Editor’s Note- Today’s guest columnist is Jeffrey L. Wien, longtime MCERA and an active railfan since the mid-1950s. Jeff has been a CERA Director since 1988 and is also one of the authors of our Chicago Streetcar Pictorial: The PCC Car Era 1936-1958, to be published in August as Bulletin 146. Jeff has presented many fine CERA programs throughout the years, and is also well-known for the Wien-Criss Archive. 2014 photos are by Bradley Criss.
The Insull-era North Shore Line station at Dempster in Skokie is still with us, although it has been moved about 100 feet to the east and is now a Starbucks. But at least you can still board a train there, although it’s now the CTA’s Yellow Line instead of the North Shore Line.
Pictured are a series of photographs of the Chicago North Shore and Milwaukee ticket cabinet from the Dempster Street, Skokie Station which I purchased in mid-March 2014. To me, this ticket cabinet has a special meaning because it is virtually the same type I used as a North Shore Line ticket seller from June 12 to mid-September 1961. During that period of time, I was on summer break in college, and took a job with the North Shore Line working as ticket seller relief at Adams and Wabash, North Chicago Junction, and Edison Court, Waukegan.

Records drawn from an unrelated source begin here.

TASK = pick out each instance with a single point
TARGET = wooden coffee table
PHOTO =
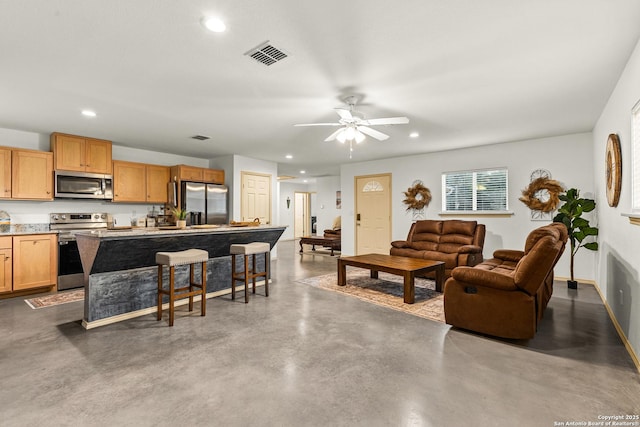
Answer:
(328, 242)
(406, 267)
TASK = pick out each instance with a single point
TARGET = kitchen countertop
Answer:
(143, 232)
(22, 229)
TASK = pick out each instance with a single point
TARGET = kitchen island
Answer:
(120, 273)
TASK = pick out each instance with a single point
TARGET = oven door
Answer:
(70, 273)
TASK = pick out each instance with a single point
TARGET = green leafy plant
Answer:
(180, 214)
(581, 233)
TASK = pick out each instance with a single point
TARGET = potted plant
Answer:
(181, 217)
(581, 234)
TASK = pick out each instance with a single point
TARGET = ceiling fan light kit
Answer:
(355, 127)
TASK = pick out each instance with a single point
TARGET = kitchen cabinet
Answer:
(157, 180)
(139, 182)
(31, 175)
(6, 275)
(187, 173)
(35, 261)
(129, 181)
(214, 176)
(81, 154)
(193, 173)
(5, 173)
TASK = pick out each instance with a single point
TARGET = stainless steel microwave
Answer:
(83, 185)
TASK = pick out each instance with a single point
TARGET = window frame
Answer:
(474, 196)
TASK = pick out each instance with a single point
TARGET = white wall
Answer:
(617, 262)
(568, 158)
(326, 188)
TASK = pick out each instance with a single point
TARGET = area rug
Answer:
(387, 291)
(56, 299)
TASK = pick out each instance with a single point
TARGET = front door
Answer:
(373, 214)
(256, 197)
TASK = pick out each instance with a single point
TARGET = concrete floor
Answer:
(305, 356)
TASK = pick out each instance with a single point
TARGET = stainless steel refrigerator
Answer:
(205, 203)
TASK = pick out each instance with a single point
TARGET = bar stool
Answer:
(171, 259)
(249, 274)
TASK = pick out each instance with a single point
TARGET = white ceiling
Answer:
(465, 72)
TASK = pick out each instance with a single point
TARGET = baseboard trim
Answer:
(149, 310)
(585, 281)
(623, 337)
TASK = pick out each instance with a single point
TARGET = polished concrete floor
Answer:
(305, 356)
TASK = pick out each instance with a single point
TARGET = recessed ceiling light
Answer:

The majority of my time with the North Shore Line was spent at the Adams and Wabash Station, where I either worked the telephone, answering questions regarding North Shore Line services, or I worked the ticket counter. As a railfan, this job was really a lot of fun. I knew the North Shore Line services like the back of my hand, so I was able to answer almost any kind of questions presented to me simply because of my knowledge about the railroad and its history.
I recall being impressed with the Navy uniforms worn by the guys going to Great Lakes from Adams and Wabash and ultimately joined the Naval Reserve in August 1961. As an aside, I took the North Shore Line to Great Lakes in December 1961 when I went to boot camp there. During the Summer of 1961, the jukebox at Adams and Wabash was playing virtually non-stop and the top song of the day was “Runaway“ by Del Shannon. I learned the words by heart!
Getting back to the ticket cabinet from Skokie, the various tickets bring back a lot of memories of the days when I sold tickets to the various destinations. I have been told that not many of these have survived. I know of one in Milwaukee, and have been told that similar cabinets from Waukegan and North Chicago have been preserved by a former North Shore Line employee. I have also been told that others were given to museums in Kenosha and several communities along the line, although I am not aware of their existence today. It is reported that the Illinois Railway Museum also has a North Shore ticket cabinet.
The Skokie ticket cabinet is unique, because of course the station building has been preserved and one can still go by rail from the Chicago Loop, Belmont, Wilson and Howard to Skokie! An audit of the tickets has disclosed that there are no Skokie-Kenosha roundtrip tickets included, although similar tickets are in the cabinet to Great Lakes, Waukegan, Racine and Milwaukee. There are also no one-way or round-trip tickets between Skokie and Libertyville or Mundelein.
For the most part, the tickets in the ticket cabinet are about as complete as one might hope some 51 years after the line closed. Of special interest is the brass padlock inscribed with the letters C.N.S. & M.R.R. That in itself is a collectors’ item.
To me, this bit of North Shore memorabilia is indeed a rare find!